L’argument du dernier film de Hirokazu Kore-Eda se nourrit d’une série de faits divers survenus au milieu des années 1970 au Japon : la confusion d’enfants dès la maternité, et les difficultés qui en naissent pour les familles victimes. Ou pour le dire mieux, le film se nourrit de la rencontre entre ces faits divers et le cheminement personnel du réalisateur, père depuis 2008 et engagé avec Tel père tel fils dans une réflexion intime sans doute plus que dans une analyse sociale du Japon contemporain. Il ne s’agit certes pas du premier film de Kore-Eda qui prendrait appui sur un fait divers concentrant problématique familiale, douleur intériorisée qui isole, souffrance réciproque entre enfants et parents… ce sont là les ingrédients essentiels du cinéma passé de Kore-Eda dans Nobody knows, Still walking ou même Distance. A chaque fois aussi, le réalisateur évoque le poids de son expérience propre dans sa création. Cette forme de continuité thématique est d’ailleurs totalement assumée, certains lieux des tournages se répondant parfaitement, et jusqu’au caractère ou au nom de personnages qui se répondent d’un film à l’autre. Ryota est par exemple déjà le nom du héros de Still walking… Tout chez Kore-Eda voyage, non seulement au sein de son cinéma mais entre lui-même et ses films.
« L’eau et plus épaisse que le sang. » (proverbe au sujet de l’adoption)
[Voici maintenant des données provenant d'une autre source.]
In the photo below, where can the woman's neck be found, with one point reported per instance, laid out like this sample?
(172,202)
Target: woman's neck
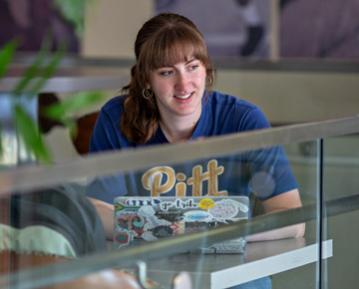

Et sans doute il faut chercher dans Tel père tel fils, malgré la grande simplicité et sobriété du style, l’incroyable réseau souterrain des nuances qui évitent au cinéaste d’être jamais dans le jugement, dans la leçon ou plus simplement encore de trancher les définitions mêmes qui sont la chair du film. Qu’est-ce qu’un fils, comment être un père ? Les apparences font de Ryota un père moderne, conforme aux canons d’une société exigeante pour laquelle il sacrifie une part de lui-même. Cette modernité réelle n’est jamais contestée, mais trouve sur son chemin la croyance archaïque d’une transmission de la filiation par la mystique du sang plutôt que par la vie commune, la transmission de valeurs, l’éducation. Même ambiguïté dans le regard posé sur les deux familles, qui chacune porte une tradition différente mais pas moins japonaise l’une que l’autre pour autant : la famille nucléaire ‘‘contemporaine’’ avec un père absorbé par le travail et la famille ancestrale (par certains aspects aussi celle d’une histoire du cinéma japonais) où toutes les générations cohabitent, insérée dans un tissu social de quartier, qui est la famille japonaise historique.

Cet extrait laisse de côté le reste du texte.